We have a sense of the right time for things to happen: too soon, or too late, and there will be no results; just right, and everything will move forward smoothly. ‘It’s the right time for that’, we say of a major life event, and we recognise that sense of a proper fit, difficult to define but immediately recognisable when it happens. ‘To everything there is a season’, says the preacher, ‘and a time for every matter under heaven’ (Ecclesiastes 3:1).

The work of Christian Aid also reflects this sense of the right time. The Lent and Easter Appeal, focusing on those who have had to leave their homes, invites us to recognise the impact of disruption and the breakdown of ordinary life with its rhythms of eating and sleeping, ploughing and reaping. It also asks us to respond in a timely fashion. There is an urgency about our involvement – left too long, help can arrive too late to be of any use. Coming at the right time, it can make the difference between life and death.

To everything there is a season and a time for every matter under heaven.

Ecclesiastes 3:1

The hour has come

Our reading from John centres on Jesus’ recognition of the right time – the appointed hour (v.27). It is Passover time (12:1), when the Jews celebrate God’s deliverance as they remember their escape from Egypt across the Red Sea. John locates Jesus’ death very precisely within this setting. Jesus dies on the day of preparation for the Passover, at the same time as the Passover lambs are being slaughtered in the Temple (19:14). Jesus is the Lamb of God (1:36) whose blood brings safety (Exodus 12:13).

The Old Testament reading from Jeremiah suggests further associations. 600 years before Christ, Jeremiah foretells a new covenant, written on people’s hearts, in which they will all know the Lord. Now is the time for this covenant to be made real in Christ, and the other Gospels make it clear that the Lord’s Supper inaugurates it – ‘this is my blood of the covenant’ (Mark 14:24).

Though this is the right time for him to give his life for us, Jesus is ‘troubled’ by the approach of this hour (v.27). John does not tell the story of his agony in Gethsemane, but in this verse we can see the same shrinking from death, in which we can so easily identify with Jesus. Yet at the same time, this is what it’s all about – his death is the completion of his mission. Through his patient endurance, and then through his resurrection, God’s name will be glorified. This is the right time for all this to happen.

Pray

God of every moment,
help us to recognise and value the rhythms of life.
Show us how to stand alongside those
who face disruption and broken rhythms.
Teach us to align our time with yours,
so that when the right time comes for us,
it does not pass us by.
Through Christ our Lord,
Amen.

With thanks to the Rev. Dr.Caroline Wickens, Superintendent Minister, Manchester Circuit of the Methodist Church, for providing the March weekly pointers.
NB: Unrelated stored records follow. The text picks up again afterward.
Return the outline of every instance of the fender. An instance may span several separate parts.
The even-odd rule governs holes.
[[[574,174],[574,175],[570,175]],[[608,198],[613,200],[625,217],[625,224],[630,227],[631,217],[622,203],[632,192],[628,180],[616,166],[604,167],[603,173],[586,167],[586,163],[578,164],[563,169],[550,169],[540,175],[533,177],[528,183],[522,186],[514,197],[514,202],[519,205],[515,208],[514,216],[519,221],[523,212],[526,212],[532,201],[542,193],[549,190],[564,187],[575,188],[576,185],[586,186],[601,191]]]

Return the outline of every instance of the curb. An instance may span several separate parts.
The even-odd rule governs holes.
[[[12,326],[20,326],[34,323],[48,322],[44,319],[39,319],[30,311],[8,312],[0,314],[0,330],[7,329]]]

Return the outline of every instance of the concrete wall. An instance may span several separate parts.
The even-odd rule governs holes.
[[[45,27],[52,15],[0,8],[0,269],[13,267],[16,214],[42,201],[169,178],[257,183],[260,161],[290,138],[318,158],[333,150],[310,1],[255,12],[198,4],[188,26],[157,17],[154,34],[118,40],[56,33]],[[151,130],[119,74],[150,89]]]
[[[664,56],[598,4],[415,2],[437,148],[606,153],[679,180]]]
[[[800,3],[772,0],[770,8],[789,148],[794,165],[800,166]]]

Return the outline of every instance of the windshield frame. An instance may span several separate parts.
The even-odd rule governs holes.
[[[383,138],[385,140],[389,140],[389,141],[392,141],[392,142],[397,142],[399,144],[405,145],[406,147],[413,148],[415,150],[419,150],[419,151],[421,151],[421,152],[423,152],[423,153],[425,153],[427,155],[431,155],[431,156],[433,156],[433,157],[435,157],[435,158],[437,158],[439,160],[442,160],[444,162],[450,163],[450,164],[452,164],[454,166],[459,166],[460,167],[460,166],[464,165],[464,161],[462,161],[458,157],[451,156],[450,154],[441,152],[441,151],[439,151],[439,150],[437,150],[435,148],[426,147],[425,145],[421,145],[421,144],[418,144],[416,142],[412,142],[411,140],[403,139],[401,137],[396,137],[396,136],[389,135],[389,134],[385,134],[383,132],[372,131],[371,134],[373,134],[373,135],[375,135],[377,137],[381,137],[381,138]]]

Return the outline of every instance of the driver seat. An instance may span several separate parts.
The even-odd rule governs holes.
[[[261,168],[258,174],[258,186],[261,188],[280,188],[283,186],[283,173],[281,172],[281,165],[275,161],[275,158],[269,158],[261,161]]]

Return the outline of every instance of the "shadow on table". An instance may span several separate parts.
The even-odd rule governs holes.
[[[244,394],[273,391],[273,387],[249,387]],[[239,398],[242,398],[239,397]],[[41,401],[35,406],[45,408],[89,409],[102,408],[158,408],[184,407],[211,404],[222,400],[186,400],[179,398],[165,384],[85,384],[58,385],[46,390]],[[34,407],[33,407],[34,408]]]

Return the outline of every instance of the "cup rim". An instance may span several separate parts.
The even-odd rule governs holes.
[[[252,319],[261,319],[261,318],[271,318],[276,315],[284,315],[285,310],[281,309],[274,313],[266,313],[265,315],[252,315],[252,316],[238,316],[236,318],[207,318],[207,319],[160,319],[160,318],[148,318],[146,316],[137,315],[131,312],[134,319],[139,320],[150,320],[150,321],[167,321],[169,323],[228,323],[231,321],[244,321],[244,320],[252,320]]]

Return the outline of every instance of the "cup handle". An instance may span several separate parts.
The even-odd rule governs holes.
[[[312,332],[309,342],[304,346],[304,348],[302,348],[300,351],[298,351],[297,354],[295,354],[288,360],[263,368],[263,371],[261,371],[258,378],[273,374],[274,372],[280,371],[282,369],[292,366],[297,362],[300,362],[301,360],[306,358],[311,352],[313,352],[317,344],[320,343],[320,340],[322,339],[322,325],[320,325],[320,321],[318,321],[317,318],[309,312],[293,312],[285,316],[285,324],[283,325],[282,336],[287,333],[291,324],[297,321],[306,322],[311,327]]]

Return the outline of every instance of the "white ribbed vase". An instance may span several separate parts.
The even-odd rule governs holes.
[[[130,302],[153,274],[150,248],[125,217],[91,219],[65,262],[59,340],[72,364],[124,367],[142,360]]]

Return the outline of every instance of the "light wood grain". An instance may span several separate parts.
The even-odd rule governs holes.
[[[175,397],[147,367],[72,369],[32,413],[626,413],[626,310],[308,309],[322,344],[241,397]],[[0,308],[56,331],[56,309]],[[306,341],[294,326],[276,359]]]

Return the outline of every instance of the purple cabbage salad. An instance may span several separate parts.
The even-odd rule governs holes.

Follow our Lent weekly reflections

Pointers for prayer

Give thanks for World Water Day on Thursday 22 March. Pray for the day when everyone has access to safe water.

Give thanks for the Alchi Algone water supply which, with the creative use of solar-powered pumps, provides water for four villages in Ethiopia.

Praise God for all those who gave to the East Africa Crisis Appeal which helped to fund this and similar projects, providing clean and safe water for many communities.